TCPR: Let’s discuss how ketamine works as an antidepressant. Can you explain the history behind the use of ketamine and other NMDA-based antidepressant approaches?
Dr. Mathew: Back in the ‘80s it was discovered by Skolnick and others that most standard antidepressants, including the tricyclics, down-regulated NMDA receptor activity. They also found that NMDA antagonists may have acute antidepressant properties in laboratory experiments. Then, a number of years later, a pilot study done at Yale (Berman RM et al, Biological Psychiatry 2000;47(4):351–354) found that low-dose ketamine could have very rapid antidepressant properties. Since that study was published in 2000, there have been a number of replications supporting the idea that NMDA receptor blockade can result in a very rapid effect whose time course is beyond the half-life of the drug. The elimination half-life of ketamine is approximately two to four hours, and most of these studies have supported the notion that there is a persistence of benefit certainly beyond the half-life and in some patients several weeks, and these were by and large treatment-resistant patients.
TCPR: There are other NMDA antagonists, however, like memantine (Namenda), which don’t seem have any antidepressant effects. So what is it about ketamine?
Dr. Mathew: What is unique about ketamine? Ketamine binds within the channel of the NMDA receptor, specifically at same site as phencyclidine (PCP, “angel dust”), but with less affinity. This is important to its therapeutic effect. On the other hand, memantine is a relatively weak NMDA blocker, and other drugs that are available, like amantadine (Symmetrel), have weak NMDA receptor activity. By blocking NMDA, you may be preferentially engaging AMPA receptor activity, and AMPA receptor activity may be important for many of the downstream effects, including those underlying the long duration of action. So while the initial pharmacologic target is NMDA, one of the theories is that AMPA receptor potentiation is actually critical to the mechanism of action. That may also be more unique to the ketamine story than some of the other NMDA-like substances. And the way we know this preclinically is that when you block AMPA receptors you can undo some of the behavioral effects of ketamine in the animals.

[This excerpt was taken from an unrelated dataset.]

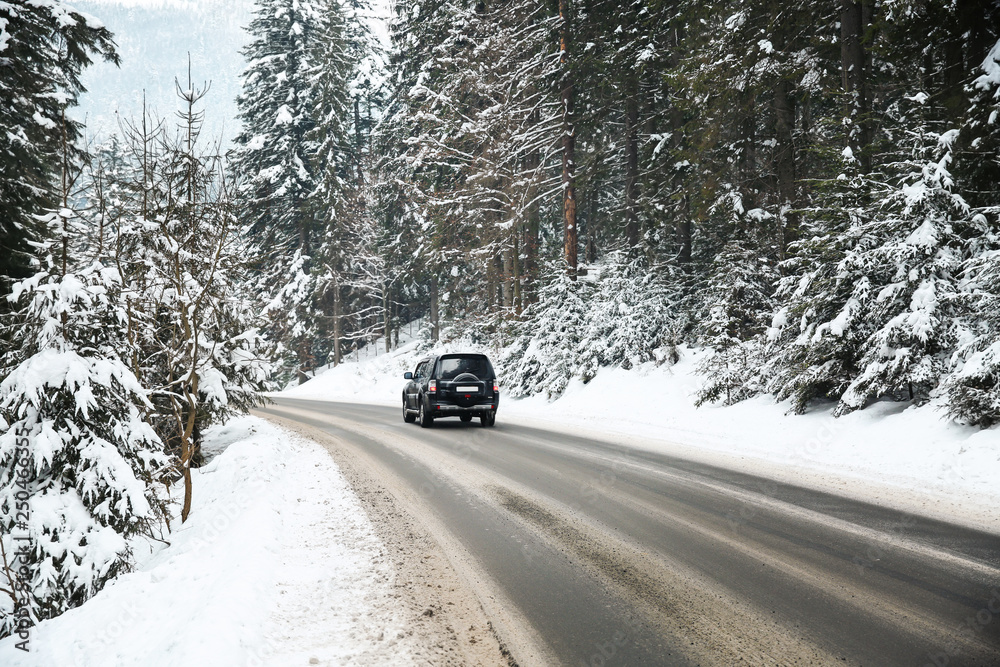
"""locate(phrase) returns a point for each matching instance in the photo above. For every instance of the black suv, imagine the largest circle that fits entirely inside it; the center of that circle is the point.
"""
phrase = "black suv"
(452, 385)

TCPR: Given what we know about how ketamine works, what other molecules or other agents are on the horizon that might take advantage of this NMDA mechanism?
Dr. Mathew: One study is looking at the isomer of ketamine—S-ketamine—in an intranasal form for treatment-resistant depression. S-ketamine has a higher affinity at the PCP site, so the idea would be that can you use lower doses, achieve equal efficacy with fewer side effects and less dissociation. There are also a number of drugs that modulate NMDA-receptor functioning, but are more selective for specific subunits of the NMDA receptor (for example, NR2B receptor antagonists), which are now in clinical trials and being investigated. An NMDA channel blocker known as AZD6765, developed by AstraZeneca, is now in late phase 2 studies. Finally, there is a glycine site agonist called GLYX-13 (developed by Naurex) that is a partial NMDA agonist that is being studied in Phase 2 trials.